Jacqueline Burton Sadler was the wife of Morton P. Sadler who, in 1909, in partnership with William T. McLeod, opened Crozet Hardware, the village’s first full-service establishment of its sort, located next door to the new Crozet Drug Store in the red brick Goodall Building on the hot corner of The Square.

Crozet’s commercial district made great strides in 1909, due in part to the late Abram Wayland’s savvy willingness to sell lots from his farm to incoming residents and prospective business owners. Among the most optimistic was the group of orchardists and businessmen who organized and chartered, in 1909, the Fruit Growers Cold Storage and Ice Manufacturing Company. On the former Eugene Mays lot, construction began on a three-story concrete block warehouse with a capacity of 8-10,000 barrels “to store a good part of the apple crop at home instead of sending to the cities to store. They will ship out then in refrigerating cars properly iced.”

That project languished mid-stream and, in May 1910, the effort reorganized under the auspices of the Crozet Ice and Cold Storage Corporation. Principals in this group included Dr. William Fitzhugh Carter, Charles L. Wayland and W.F. Carter Jr. The project was completed by fall 1912.

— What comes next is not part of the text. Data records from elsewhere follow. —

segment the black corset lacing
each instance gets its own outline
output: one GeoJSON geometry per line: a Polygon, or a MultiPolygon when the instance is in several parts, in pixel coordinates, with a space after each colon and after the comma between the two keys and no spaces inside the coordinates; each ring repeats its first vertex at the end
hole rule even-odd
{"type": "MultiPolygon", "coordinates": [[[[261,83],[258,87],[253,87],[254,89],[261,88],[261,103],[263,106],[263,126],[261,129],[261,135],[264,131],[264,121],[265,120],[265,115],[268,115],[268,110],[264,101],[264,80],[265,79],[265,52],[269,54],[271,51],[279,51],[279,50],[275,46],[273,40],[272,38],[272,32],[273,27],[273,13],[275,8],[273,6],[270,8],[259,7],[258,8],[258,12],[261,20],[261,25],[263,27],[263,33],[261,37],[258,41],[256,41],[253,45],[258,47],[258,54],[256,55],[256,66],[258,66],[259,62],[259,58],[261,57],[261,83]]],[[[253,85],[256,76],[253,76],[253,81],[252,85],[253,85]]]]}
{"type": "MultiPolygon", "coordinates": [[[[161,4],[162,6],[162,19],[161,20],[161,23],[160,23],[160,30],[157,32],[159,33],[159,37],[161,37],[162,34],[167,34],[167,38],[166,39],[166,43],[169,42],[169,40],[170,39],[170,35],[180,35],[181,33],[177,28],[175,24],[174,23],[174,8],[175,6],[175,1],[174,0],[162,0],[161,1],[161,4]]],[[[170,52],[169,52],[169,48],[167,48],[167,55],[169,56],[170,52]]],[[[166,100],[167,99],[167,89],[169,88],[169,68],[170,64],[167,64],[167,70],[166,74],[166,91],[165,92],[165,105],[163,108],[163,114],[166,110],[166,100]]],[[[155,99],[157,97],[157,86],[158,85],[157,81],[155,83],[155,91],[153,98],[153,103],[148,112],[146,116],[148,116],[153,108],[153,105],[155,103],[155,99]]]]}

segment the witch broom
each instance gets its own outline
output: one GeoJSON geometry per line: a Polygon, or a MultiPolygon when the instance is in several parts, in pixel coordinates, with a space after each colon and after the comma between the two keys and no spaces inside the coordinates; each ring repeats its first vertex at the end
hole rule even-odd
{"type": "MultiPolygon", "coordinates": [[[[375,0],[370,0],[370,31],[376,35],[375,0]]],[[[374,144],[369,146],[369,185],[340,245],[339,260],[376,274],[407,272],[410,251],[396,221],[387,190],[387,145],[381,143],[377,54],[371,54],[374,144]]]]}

In 1915 the Fruit Growers Ice and Cold Storage Corporation was chartered, and “one of the most modern reinforced concrete [six-story] warehouses was erected adjoining the original building.” Local fruit production continued to climb and demand soon outstripped even what the new behemoth could provide. By 1918, the Carter Corporation began yet another addition: a near-duplicate joined to the 1915 expansion.

It is hard to fathom today what this operation meant to Crozet: years of construction jobs, and year-round employment including multiple managers, clerical positions, warehousemen, and a 24/7 maintenance staff. Increased regional fruit production created more jobs for orchard workers, coopers and barrel factories, truck drivers, and maintenance personnel of all sorts.

Of equally great value were the additional services and benefits to the village of Crozet: the cold storage’s steam boilers burned coal, and a private rail siding kept a constant supply of fuel available for the plant and residential users; the plant’s dual electrical generators supplied electricity enough that a grid was set up to serve homes and businesses within the village limits. Streetlights were installed “which gave the town a decided metropolitan caste,” as described by the Daily Progress.

The plant’s ice production, needed for the refrigerated boxcars that transported the fruit, made the former dependence on uncertain frigid winters and underground storage of unsanitary ice from surface water a thing of the past. Clean water approved by the State Board of Health for the plant’s sanitary ice production was drawn from a 400’ deep well on the company’s property into a 50,000-gallon steel tank towering 150’ above the ground. Water mains were installed around the village, and the plant’s own water department kept the clean water flowing.

Jobs. Coal. Ice. Power. Water. Lights… until 1930, when the Virginia Public Service Company purchased the light and power rights for Crozet from then-owner of the cold storage Thomas Herbert. Aside from fighting for better roads, the good folks of Crozet, with a first-things-first, can-do attitude, showed that a community-minded progressive people could well supply its own needs—and then some!